Plan to protect Wellington's Cuba St

11:28 am on 31 October 2014

Wellington's famous Cuba Street is at a crossroads as property owners work out the best way to protect their buildings against earthquakes.

Cuba Mall on Cuba Street, including the street's iconic bucket fountain

Cuba Mall on Cuba Street, including the street's iconic bucket fountain Photo: PHOTO NZ

It has spurred 140 architecture students to put together a plan to save the cultural centre, which they say could also help to preserve old buildings around the country.

Wellington has long been bracing itself for a big quake.

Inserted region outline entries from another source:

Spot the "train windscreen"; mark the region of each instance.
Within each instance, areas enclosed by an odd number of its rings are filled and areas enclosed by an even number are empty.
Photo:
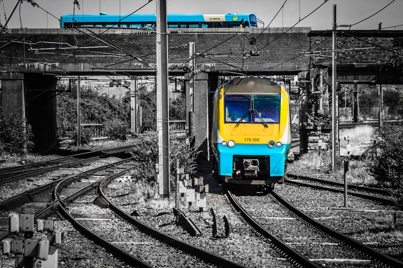
[[[253,14],[249,15],[249,21],[251,27],[257,27],[257,22],[256,19],[256,16]]]
[[[280,95],[254,95],[253,123],[278,123],[280,122]]]
[[[250,98],[245,95],[226,95],[224,98],[225,122],[233,123],[242,120],[250,122]]]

If one does hit, the city's oldest buildings - like many of those on Cuba Street - could be the worst affected.

Victoria University students have been working with Wellington City Council and Heritage New Zealand on a plan to keep the street's character while bringing it up to earthquake code.

One of those students, Ben Allnatt, said it was a difficult feat given the scale of the problem.

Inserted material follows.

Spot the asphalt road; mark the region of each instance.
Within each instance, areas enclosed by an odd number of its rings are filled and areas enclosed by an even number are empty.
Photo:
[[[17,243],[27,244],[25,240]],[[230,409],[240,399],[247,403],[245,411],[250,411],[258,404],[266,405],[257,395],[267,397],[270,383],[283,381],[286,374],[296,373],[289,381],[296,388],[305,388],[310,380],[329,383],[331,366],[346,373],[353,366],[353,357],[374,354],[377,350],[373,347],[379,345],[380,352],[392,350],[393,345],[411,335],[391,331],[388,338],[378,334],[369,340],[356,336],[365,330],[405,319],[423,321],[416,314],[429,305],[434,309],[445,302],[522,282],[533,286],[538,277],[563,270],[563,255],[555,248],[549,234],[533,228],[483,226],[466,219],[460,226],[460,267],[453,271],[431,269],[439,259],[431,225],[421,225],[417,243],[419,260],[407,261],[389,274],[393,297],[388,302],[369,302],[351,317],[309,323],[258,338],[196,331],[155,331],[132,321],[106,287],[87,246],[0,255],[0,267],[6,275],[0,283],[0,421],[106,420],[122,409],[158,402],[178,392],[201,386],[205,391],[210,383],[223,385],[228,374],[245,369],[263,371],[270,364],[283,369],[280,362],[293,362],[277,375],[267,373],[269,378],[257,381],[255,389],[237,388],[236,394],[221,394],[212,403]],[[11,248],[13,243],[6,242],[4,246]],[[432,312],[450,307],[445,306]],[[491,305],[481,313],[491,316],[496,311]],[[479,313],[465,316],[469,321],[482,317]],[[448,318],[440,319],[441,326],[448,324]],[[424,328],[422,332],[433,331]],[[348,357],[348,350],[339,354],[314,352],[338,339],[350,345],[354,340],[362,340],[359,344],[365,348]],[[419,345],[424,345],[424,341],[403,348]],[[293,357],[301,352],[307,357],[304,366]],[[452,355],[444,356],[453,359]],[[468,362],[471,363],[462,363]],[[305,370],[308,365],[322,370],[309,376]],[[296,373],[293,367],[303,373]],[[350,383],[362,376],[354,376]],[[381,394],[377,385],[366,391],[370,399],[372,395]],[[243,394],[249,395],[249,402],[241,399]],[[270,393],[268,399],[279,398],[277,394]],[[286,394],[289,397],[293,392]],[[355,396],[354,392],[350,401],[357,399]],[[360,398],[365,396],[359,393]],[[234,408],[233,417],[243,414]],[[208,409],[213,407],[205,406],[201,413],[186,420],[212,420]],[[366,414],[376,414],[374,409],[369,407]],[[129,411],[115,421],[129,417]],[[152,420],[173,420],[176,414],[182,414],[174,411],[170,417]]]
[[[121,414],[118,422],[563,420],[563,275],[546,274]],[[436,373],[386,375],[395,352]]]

"It's almost all of the building stock on Cuba Street, and even if it's a new building, it's probably implicated by something that's failing seismically next door."

Upper part of old (1903) building in Lower Cuba Street

Upper part of old (1903) building in Lower Cuba Street Photo: PHOTO NZ

Cuba Street 'pretty much like High Street of Christchurch'

The buildings, many built early last century, were divided among the students, who went through each property and looked at how it could be strengthened to meet new earthquake standards.

Another student, Jayne Kerstin, said preserving Cuba Street's distinctive character was a big part of the challenge.

"It's got a definite character - the kind of grunge aesthetic which is quite charming in itself," she said.

"Definitely it's something that you don't want to change and take away from it in future development."

Victoria University senior architecture lecturer Mark Southcombe said the project was started after a trip to Christchurch.

"We could see that Cuba Street was pretty much like High Street of Christchurch, and we imagined that a similar quake to the Christchurch quakes here might have similar effects and loss of life."

The Wellington Company has a stake in about a dozen properties in and around Cuba Street.

Managing director Ian Cassels said the bill to do the earthquake strengthening could easily slip into the millions, and that put owners in a tough spot.

"If you try and renovate a heritage building you will be spending $4000 a metre if you're lucky. If you build a similar building new, it's $3000 a metre."

Heritage New Zealand's chief executive Bruce Chapman said Cuba Street had its fair share of protected places and was an ideal trial ground for the project.

"Cuba Street is a listed historic area and it also has some significant individual heritage buildings within it," he said.

Mr Chapman said some owners had already taken the students' advice on board and he expected the plan would bring about about similar projects in other earthquake-prone places.